Dave and I have a Valentine's Day tradition of staying in and making some sort of pasta, rather than going out and fighting the "romantic" crowds at area restaurants. This year we prepared this gnocchi recipe together and enjoyed it with this Apple Fennel Salad as an appetizer.

Recipe from Half Baked Harvest

Ingredients:
-1 cup of mashed sweet potato
-1 cup pureed whole milk ricotta
-2 large eggs
-1 teaspoon kosher salt
-1/4 cup fresh parmesan, grated
-3-4 cups all-purpose flour 
-8 pounds cremini mushrooms, sliced
-6 tablespoons butter
-2 cloves garlic, minced or grated
-2 teaspoons fresh thyme, chopped
-2 teaspoons fresh rosemary, chopped
-1 teaspoon crushed red pepper
-1/4 cup balsamic vinegar
-1/2 teaspoon pepper
-1/4 teaspoon salt
-4 ounces goat cheese, crumbled

Gnocchi
To make the gnocchi. Mix the mashed sweet potato, ricotta, eggs, salt and parmesan together in a large bowl. Add 2 cups of the flour and mix well with your hands.

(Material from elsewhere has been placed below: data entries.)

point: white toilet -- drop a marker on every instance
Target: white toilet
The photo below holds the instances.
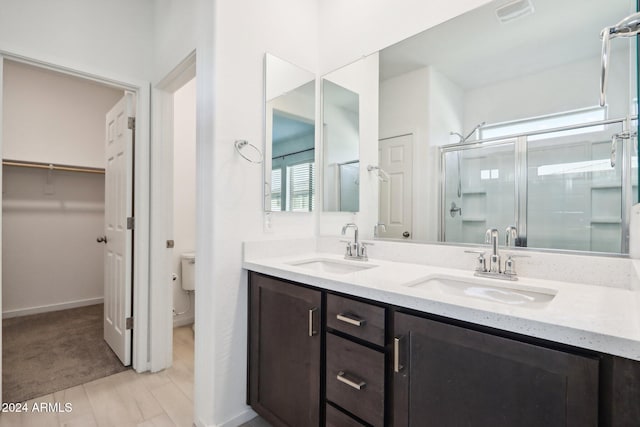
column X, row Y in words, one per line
column 189, row 273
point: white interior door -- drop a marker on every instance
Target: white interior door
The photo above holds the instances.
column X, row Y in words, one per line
column 118, row 236
column 395, row 203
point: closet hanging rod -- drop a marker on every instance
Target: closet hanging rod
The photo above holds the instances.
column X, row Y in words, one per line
column 48, row 166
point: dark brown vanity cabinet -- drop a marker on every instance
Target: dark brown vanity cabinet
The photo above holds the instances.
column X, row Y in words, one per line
column 317, row 358
column 355, row 359
column 284, row 351
column 446, row 375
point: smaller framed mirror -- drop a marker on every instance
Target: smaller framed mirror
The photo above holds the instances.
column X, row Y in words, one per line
column 289, row 164
column 341, row 147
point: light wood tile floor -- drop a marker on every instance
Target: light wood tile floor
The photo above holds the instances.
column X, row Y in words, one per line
column 163, row 399
column 125, row 399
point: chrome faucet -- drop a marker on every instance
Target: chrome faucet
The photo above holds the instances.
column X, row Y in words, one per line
column 512, row 236
column 491, row 237
column 355, row 250
column 494, row 269
column 379, row 227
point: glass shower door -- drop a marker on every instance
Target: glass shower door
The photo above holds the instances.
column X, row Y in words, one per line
column 575, row 191
column 479, row 191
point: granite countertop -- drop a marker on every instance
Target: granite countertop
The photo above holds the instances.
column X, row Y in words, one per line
column 599, row 318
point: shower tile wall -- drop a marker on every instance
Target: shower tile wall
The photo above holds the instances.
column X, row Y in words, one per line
column 487, row 195
column 577, row 204
column 574, row 195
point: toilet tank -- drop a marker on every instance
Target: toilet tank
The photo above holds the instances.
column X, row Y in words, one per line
column 188, row 271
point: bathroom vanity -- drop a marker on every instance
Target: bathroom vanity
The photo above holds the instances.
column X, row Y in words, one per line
column 340, row 343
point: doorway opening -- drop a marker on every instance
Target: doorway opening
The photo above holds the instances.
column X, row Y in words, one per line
column 174, row 262
column 53, row 275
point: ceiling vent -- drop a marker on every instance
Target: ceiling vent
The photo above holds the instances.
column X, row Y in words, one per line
column 514, row 10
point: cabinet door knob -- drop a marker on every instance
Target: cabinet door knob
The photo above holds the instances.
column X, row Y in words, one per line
column 397, row 364
column 350, row 319
column 312, row 330
column 351, row 381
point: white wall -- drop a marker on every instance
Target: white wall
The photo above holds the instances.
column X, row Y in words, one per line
column 51, row 260
column 538, row 94
column 352, row 29
column 184, row 194
column 54, row 118
column 229, row 189
column 110, row 38
column 174, row 34
column 51, row 220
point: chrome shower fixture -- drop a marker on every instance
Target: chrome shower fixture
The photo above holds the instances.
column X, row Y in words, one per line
column 628, row 27
column 473, row 131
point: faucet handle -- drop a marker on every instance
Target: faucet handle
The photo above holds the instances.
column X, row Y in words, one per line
column 481, row 262
column 510, row 265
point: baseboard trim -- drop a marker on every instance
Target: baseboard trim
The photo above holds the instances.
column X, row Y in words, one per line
column 51, row 307
column 182, row 321
column 241, row 418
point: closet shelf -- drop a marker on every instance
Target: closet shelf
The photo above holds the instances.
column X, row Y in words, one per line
column 606, row 187
column 50, row 166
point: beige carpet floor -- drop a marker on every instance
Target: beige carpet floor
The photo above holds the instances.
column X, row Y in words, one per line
column 48, row 352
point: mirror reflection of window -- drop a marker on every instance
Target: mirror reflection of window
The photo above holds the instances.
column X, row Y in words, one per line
column 292, row 163
column 529, row 77
column 289, row 137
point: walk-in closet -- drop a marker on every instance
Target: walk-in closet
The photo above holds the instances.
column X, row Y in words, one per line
column 53, row 209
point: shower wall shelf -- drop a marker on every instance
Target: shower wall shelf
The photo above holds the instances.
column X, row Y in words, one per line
column 474, row 219
column 606, row 221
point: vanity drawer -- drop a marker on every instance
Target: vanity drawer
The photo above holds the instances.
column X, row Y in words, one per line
column 355, row 379
column 359, row 319
column 337, row 418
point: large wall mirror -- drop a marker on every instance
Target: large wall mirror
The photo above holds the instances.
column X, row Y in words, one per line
column 289, row 163
column 341, row 147
column 492, row 120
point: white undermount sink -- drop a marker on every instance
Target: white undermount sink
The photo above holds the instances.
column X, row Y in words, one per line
column 333, row 266
column 506, row 292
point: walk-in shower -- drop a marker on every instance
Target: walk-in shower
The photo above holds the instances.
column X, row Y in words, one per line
column 559, row 187
column 462, row 140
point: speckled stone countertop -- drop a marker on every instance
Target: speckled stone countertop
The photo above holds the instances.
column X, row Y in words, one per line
column 601, row 318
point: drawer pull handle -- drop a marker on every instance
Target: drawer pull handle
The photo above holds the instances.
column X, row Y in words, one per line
column 312, row 330
column 350, row 319
column 351, row 382
column 397, row 364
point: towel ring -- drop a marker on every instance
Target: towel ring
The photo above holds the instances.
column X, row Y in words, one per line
column 240, row 144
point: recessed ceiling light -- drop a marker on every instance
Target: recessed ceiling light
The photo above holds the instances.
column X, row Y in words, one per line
column 514, row 10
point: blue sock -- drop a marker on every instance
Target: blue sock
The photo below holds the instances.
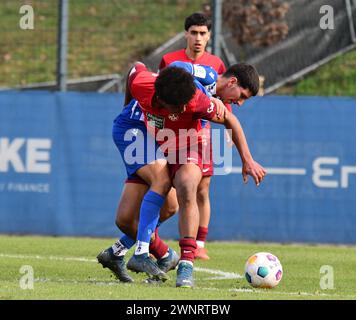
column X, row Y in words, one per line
column 127, row 241
column 149, row 215
column 159, row 223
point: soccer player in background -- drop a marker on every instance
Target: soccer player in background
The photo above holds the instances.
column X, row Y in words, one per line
column 197, row 33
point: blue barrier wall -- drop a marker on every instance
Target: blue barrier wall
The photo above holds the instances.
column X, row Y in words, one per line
column 60, row 173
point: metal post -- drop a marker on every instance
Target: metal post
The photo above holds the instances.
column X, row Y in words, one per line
column 217, row 10
column 351, row 22
column 62, row 45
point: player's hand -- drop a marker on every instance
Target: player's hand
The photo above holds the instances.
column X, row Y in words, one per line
column 255, row 170
column 220, row 107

The dough should be very sticky. Add another half cup of flour and mix in. The dough will still be sticky, but you'll be able to shape it into a ball. If you can't form the dough into a large ball, keep adding a little flour at a time until you can get a soft dough that will be rollable.

Spread some flour on a large work surface. Cut the dough ball into four equal pieces. Take one piece and cut it in half. Roll the piece of dough into a snake about 1/2 inch thick, then cut it into pieces about the width of a fork. Repeat this process with the other piece of dough and place the gnocchi on a large plate, cover and set aside. Bring a large pot of salted water to a boil.

Sauce
In a medium skillet over high heat, melt two tablespoons of butter. Add the mushrooms to the skillet in a single layer and let them sizzle until they have caramelized on the bottom, about 2 minutes. When the bottoms are caramelized, toss them once and season with salt and pepper, to taste. Continue to cook without stirring for about 5 minutes. Season once again with salt and pepper.

Add the remaining butter and cook until it begins to brown. Once the butter is browned reduce the heat and add the garlic, thyme and rosemary and cook for about 10 seconds. Add the balsamic vinegar, and simmer until the mushrooms are glazed with the sauce.

Now boil the gnocchi in the large pot until they float. Remove them with a slotted spoon and add them right into the skillet with the mushrooms/sauce. Add the gnocchi to the skillet with the mushrooms/sauce and let them get crisp on one side for a few minutes and then for a few minutes on the other. Remove from the heat and serve topped with crumbled goat cheese.




I know this recipe seems to contain a lot of steps, but after you make the first few gnocchi you'll get the hang of it. Dave ended up liking this recipe a lot, it reminded him of a dish from one of our favorite local restaurants and he couldn't get enough gnocchi.